If they buy in to a service it changes. For instance, when shopping for web
hosting you take for granted that the 'basics' are all there (bandwidth,
power, AC, a working server with X ram, HD and CPU) the differentiation then
sits in things like support quality and other intangibles.

The 'feature' list is exactly the same, but the quality of some of the
features will be what will swing a customer one way or the other.

For instance, I pay a significant premium on some of my hosting simply to get
peace of mind, 24x7 instant help.

And other parts are not that critical so those go to cheaper providers. On
paper the 'features' are exactly the same, but in practice you find out that
24x7 support can be two very different things.

And if it is a web service that is essentially free the whole thing changes
once again. You are no longer 'selling' anything, you can't compete on price
(unless you start giving money for signups ? (it's been done)), so you have to
compete in a different arena, such as ease of use.

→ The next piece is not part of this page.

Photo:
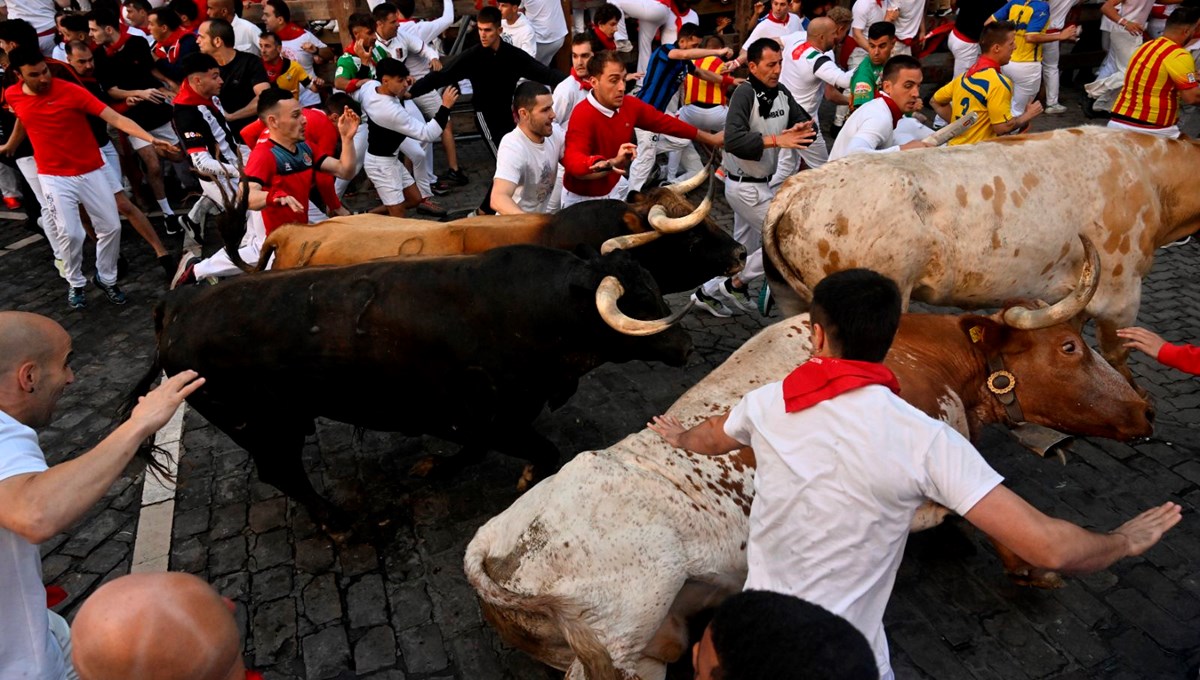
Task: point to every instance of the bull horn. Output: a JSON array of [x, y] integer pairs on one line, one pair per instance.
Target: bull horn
[[627, 241], [684, 186], [1069, 306], [661, 222], [606, 304]]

It's hard to make sweeping statements like that and not have a whole pile of
exceptions, it probably would have been better to say these things with some
context.

But the essence is valid for the target audience, which I interpret to be for-
pay services either b2b or b2c.

------
rmason
Having tried to raise money years back with a previous venture this advice
really rings true to me. It's rare that an angel levels with everybody, this
is an important article.

------
imraj
unknowns are just the nature of the business, if everything was known, then
there won't be any risk and everyone will pounce on it. I completely agree
with the author that best thing entrepreneurs can do to help their cause is to
be honest.